Quando em 2011, Amide Raimundo, de 32 anos de idade, abraçou a actividade pesqueira, o grande constrangimento era encontrar mercado para o pescado. Além de ficar hora a fios no alto-mar, tinha de percorrer as artérias da vila de Moma, perscrutando potenciais clientes de casa em casa, uma tarefa que ele definiu como “bastante dolorosa”.
“O nosso trabalho era dobrado. Não bastava pescar, tínhamos de procurar compradores para o nosso produtos”, conta. A situação era difícil, pois nem sempre Raimundo conseguia vender o pescado no mesmo dia.
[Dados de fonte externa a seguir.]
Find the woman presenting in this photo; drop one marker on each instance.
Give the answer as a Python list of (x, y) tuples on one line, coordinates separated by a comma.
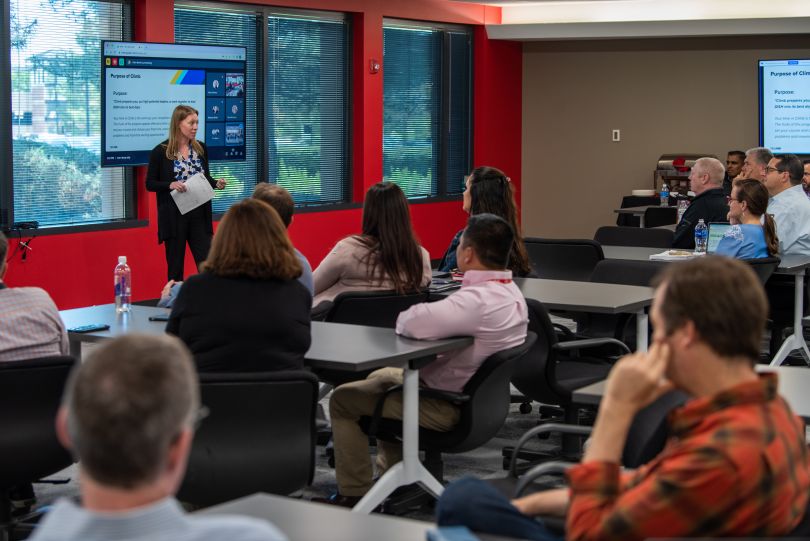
[(171, 163)]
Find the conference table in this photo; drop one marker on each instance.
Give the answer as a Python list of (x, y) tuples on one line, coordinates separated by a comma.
[(795, 265), (335, 346), (305, 520), (794, 381)]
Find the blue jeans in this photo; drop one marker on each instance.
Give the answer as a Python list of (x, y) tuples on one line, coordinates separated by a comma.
[(479, 506)]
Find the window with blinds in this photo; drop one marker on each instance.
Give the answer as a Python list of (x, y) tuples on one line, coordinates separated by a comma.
[(55, 114), (426, 107), (298, 103)]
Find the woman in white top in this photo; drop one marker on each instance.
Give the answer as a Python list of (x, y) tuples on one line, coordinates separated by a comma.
[(385, 256)]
Quando isso acontecia, como forma de evitar a deterioração do peixe, era obrigado a submetê-lo ao processo de secagem e fumagem.
Porém, desde 2007, com o surgimento do projecto das associações de mulheres processadoras do pescado, o que já era uma situação complicada começou a ganhar uma nova dinâmica. Para o pescador, o grupo de senhoras que se dedica à compra e revenda de peixe foi a bóia de salvação, uma vez que já não tem que se preocupar com a comercialização do produto. “Hoje temos mercado, graças a essas senhoras”, diz e acrescenta que “presentemente, a nossa preocupação circunscreve- se ao mau tempo no mar”.
Na verdade, a actividade pesqueira em Moma recebeu um incentivo. Até ao ano de 2006, o rendimento mensal de Amide Raimundo e outros pescadores não ultrapassava os 10 mil meticais. Presentemente, amealha essa quantia por dia. Diga-se de passagem que, graças ao trabalho das mulheres processadoras do pescado, adquiriu dois barcos a motor e empregou três jovens pescadores. Cada um deles ganha um baldinho cheio de pescado – o equivalente a 600 meticais – que consegue capturar diariamente.
“Às vezes, quando apanhamos bons peixes, conseguimos mil a 1200 meticais”, afirma Saíde, um dos jovens pescadores. Porém, há dias em que a situação se torna difícil tanto para os pescadores como para as mulheres processadoras do pescado. “Há vezes em que invisto muito dinheiro em combustível e regressamos do mar sem nenhum pescado. Essa é uma situação complicada para todos nós, mas a culpa não é nossa, é do mar”, diz Amide Raimundo.